自殺防止に役立つか ほぼ毎日のLINEが「コロナうつ」に関係
10年ぶりの自殺者数の増加が報じられるなど、新型コロナウイルスによる“コロナうつ”などのメンタル不調が懸念される。その実態把握を目的とした最新の大規模調査「第3波直前の我が国における、コロナ禍でのうつ状態と自殺念慮に関するリスクの検討」の結果が昨年末に発表された。研究責任者である東京歯科大学・宗未来准教授(精神科医)に話を聞いた。

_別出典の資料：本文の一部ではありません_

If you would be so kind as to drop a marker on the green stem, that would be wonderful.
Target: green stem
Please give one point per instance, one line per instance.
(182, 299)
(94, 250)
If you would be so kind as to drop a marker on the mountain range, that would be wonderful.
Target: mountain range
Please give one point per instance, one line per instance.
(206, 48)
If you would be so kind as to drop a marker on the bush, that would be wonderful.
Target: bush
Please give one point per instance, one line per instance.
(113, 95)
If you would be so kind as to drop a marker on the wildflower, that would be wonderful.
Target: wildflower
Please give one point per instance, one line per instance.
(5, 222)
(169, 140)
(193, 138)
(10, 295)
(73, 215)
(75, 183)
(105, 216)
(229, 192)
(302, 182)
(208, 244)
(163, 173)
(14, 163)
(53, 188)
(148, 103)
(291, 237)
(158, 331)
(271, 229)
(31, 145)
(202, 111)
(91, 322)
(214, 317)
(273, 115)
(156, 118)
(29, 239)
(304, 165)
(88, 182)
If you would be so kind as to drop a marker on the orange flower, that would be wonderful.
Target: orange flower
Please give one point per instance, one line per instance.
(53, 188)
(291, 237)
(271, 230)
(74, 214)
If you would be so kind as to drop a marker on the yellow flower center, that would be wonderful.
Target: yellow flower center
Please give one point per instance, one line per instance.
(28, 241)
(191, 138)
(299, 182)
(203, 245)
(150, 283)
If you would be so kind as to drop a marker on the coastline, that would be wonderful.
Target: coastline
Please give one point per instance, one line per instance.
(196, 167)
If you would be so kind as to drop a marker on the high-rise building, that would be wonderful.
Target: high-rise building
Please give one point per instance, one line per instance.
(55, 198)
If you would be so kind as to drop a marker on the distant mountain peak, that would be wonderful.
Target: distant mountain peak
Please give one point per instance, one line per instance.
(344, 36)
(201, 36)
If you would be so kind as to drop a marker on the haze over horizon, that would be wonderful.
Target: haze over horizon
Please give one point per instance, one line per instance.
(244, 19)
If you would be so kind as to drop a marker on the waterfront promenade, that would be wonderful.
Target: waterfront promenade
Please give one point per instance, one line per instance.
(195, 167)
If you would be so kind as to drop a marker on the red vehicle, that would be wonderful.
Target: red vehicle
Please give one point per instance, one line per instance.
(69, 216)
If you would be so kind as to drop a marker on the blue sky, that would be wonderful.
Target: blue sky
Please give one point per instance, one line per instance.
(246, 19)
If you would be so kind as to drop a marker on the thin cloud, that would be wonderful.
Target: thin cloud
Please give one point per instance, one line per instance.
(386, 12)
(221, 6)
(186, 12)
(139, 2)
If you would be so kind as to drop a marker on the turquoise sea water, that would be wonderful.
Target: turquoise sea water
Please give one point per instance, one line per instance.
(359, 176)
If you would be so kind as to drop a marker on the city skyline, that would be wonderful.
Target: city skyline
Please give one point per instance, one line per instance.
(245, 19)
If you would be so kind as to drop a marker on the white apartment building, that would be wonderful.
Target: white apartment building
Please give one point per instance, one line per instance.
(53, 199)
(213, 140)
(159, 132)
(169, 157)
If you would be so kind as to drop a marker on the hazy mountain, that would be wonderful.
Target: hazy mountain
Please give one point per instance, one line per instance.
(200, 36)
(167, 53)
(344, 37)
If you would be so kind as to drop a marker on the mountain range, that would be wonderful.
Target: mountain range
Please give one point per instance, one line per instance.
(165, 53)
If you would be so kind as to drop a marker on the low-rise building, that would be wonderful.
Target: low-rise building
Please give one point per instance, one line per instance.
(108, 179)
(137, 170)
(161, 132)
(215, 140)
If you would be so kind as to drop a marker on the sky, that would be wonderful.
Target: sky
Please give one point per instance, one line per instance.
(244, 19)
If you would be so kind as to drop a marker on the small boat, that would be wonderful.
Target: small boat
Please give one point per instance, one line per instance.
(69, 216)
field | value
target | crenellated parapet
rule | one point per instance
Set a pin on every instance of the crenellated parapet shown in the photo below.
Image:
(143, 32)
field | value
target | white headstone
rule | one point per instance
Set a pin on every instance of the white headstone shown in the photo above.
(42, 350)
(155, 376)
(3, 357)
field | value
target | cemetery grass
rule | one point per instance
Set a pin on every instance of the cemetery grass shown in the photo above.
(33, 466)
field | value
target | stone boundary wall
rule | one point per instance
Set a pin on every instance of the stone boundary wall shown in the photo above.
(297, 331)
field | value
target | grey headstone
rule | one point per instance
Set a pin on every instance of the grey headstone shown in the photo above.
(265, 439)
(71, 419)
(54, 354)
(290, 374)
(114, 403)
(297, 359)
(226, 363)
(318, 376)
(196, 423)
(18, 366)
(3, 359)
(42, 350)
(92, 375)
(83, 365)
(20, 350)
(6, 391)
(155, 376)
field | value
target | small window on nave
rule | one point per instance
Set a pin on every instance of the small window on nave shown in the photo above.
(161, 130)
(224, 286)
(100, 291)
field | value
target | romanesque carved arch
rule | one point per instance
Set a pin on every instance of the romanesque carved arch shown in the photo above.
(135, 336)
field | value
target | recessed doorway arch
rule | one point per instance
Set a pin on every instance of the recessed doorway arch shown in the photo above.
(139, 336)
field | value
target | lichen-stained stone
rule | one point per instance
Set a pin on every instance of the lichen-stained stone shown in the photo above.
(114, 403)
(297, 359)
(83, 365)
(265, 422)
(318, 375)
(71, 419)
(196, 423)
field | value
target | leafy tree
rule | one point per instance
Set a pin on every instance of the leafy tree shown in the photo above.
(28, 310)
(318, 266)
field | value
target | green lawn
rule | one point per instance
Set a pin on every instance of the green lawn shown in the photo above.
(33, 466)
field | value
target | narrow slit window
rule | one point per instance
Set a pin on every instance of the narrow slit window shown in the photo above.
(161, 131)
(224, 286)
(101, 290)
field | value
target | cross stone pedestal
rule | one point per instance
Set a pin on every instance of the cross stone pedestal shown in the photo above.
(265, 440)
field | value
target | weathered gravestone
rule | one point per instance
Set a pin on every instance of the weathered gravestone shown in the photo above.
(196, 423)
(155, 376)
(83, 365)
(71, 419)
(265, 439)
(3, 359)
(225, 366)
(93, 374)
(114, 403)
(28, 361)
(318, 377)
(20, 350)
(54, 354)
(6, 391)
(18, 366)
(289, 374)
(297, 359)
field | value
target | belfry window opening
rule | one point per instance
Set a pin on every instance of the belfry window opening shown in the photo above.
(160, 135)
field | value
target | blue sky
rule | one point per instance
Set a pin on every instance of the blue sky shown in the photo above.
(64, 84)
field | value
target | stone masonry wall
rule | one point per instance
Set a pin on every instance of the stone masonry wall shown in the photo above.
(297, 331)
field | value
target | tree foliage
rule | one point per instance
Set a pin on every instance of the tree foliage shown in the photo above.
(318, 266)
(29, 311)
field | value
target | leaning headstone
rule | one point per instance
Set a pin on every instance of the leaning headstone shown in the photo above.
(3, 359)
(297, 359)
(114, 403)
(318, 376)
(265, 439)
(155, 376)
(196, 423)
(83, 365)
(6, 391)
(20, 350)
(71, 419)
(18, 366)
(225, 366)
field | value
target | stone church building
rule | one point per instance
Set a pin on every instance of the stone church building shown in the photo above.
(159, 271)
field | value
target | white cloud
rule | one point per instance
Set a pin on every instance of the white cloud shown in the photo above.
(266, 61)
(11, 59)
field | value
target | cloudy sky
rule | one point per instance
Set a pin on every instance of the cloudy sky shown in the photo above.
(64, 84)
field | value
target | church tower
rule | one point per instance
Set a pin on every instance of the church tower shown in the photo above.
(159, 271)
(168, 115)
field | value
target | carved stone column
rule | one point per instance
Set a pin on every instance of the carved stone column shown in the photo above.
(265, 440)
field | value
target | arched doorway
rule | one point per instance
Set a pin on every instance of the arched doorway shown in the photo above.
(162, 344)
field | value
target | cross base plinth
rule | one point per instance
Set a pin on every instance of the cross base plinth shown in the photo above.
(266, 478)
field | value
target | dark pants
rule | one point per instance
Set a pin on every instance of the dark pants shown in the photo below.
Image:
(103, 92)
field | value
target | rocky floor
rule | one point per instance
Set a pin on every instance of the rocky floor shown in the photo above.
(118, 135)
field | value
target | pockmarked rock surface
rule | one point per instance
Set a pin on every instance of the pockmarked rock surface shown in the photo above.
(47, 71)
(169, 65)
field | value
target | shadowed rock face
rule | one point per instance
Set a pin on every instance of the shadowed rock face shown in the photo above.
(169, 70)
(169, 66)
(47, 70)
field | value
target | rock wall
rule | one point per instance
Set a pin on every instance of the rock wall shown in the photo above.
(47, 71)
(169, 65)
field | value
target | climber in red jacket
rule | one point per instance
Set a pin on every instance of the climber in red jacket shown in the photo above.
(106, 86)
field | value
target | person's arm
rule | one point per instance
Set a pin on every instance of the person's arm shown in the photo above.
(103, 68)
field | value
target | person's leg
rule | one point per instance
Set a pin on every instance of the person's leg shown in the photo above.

この調査は、経産省のシンクタンクである経済産業研究所が昨年10月末に約2万人を対象に実施したもので、うつ病(うつ病水準の重度うつ状態)や自殺念慮と、コロナ禍での経済状態、運動や生活の習慣、コミュニケーションなどの危険因子との関係を明らかにしたものだ。
「着目すべき特徴が、3点あります」
まず、全体的に年収や預貯金が少ないほどうつ病や自殺念慮が増え、「年収200万円未満」「預貯金なし」では自殺念慮がそれぞれ1000万円以上と比べると倍近くにのぼった。男性では低所得者ほど、うつ病や自殺念慮の割合が右肩上がりに増えるのに対して、女性、特に若い女性では年収との関係性は示されなかった。しかし、コロナ禍前より収入が減った場合では男女とも、うつ病や自殺念慮は多かった。